One consequence of this system is that an individual B cell can receive help from T cells specific for different antigenic peptides provided that the B cell can present those determinants to each T cell.

In an immune response in vivo, it is believed that the interactions between T and B cells that drive B cell division and differentiation involve T cells that have already been stimulated by contact with the antigen on other antigen-presenting cells (APCs), for example dendritic cells.

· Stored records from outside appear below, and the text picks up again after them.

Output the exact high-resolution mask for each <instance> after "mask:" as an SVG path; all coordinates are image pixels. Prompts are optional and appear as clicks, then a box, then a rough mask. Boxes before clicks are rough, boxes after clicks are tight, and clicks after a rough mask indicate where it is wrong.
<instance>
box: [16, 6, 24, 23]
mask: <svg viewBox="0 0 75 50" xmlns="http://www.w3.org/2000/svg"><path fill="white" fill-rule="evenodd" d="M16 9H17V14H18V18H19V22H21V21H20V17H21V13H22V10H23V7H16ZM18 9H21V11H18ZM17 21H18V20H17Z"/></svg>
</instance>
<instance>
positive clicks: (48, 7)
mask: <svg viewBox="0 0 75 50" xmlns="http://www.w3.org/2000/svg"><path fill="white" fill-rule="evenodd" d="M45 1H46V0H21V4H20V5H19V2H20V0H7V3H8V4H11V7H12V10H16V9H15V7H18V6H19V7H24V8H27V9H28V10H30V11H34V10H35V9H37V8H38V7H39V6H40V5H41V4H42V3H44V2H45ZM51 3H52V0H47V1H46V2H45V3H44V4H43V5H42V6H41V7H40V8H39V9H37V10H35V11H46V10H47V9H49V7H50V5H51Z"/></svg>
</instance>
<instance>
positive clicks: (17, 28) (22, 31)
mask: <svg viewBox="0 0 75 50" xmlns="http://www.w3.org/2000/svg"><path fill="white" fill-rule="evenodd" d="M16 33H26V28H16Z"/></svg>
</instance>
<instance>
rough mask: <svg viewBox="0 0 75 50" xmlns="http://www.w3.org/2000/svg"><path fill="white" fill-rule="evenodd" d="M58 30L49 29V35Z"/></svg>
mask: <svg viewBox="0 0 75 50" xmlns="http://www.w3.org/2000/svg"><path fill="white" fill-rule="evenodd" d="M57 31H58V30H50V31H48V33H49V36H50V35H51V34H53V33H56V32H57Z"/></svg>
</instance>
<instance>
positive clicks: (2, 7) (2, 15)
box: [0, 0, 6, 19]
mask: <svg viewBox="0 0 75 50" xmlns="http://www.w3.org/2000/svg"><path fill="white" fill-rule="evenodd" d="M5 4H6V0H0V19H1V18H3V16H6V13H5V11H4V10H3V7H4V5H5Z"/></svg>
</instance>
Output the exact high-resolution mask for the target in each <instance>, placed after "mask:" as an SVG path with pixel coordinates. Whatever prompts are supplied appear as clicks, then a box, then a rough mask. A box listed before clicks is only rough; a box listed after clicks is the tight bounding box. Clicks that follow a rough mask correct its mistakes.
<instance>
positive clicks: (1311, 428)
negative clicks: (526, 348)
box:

This has led to the basic scheme for cell interactions in the antibody response set out in Figure 9.3. It is proposed that antigen entering the body is processed by cells that present the antigen in a highly immunogenic form to the TH and B cells. The T cells recognize determinants on the antigen that are distinct from those recognized by the B cells, which differentiate and divide into antibody-forming cells (AFCs). Therefore two processes are required to activate a B cell:

• antigen interacting with B cell immunoglobulin receptors – this involves ‘native’ antigen;

• stimulating signal(s) from TH cells that respond to processed antigen bound to MHC class II molecules.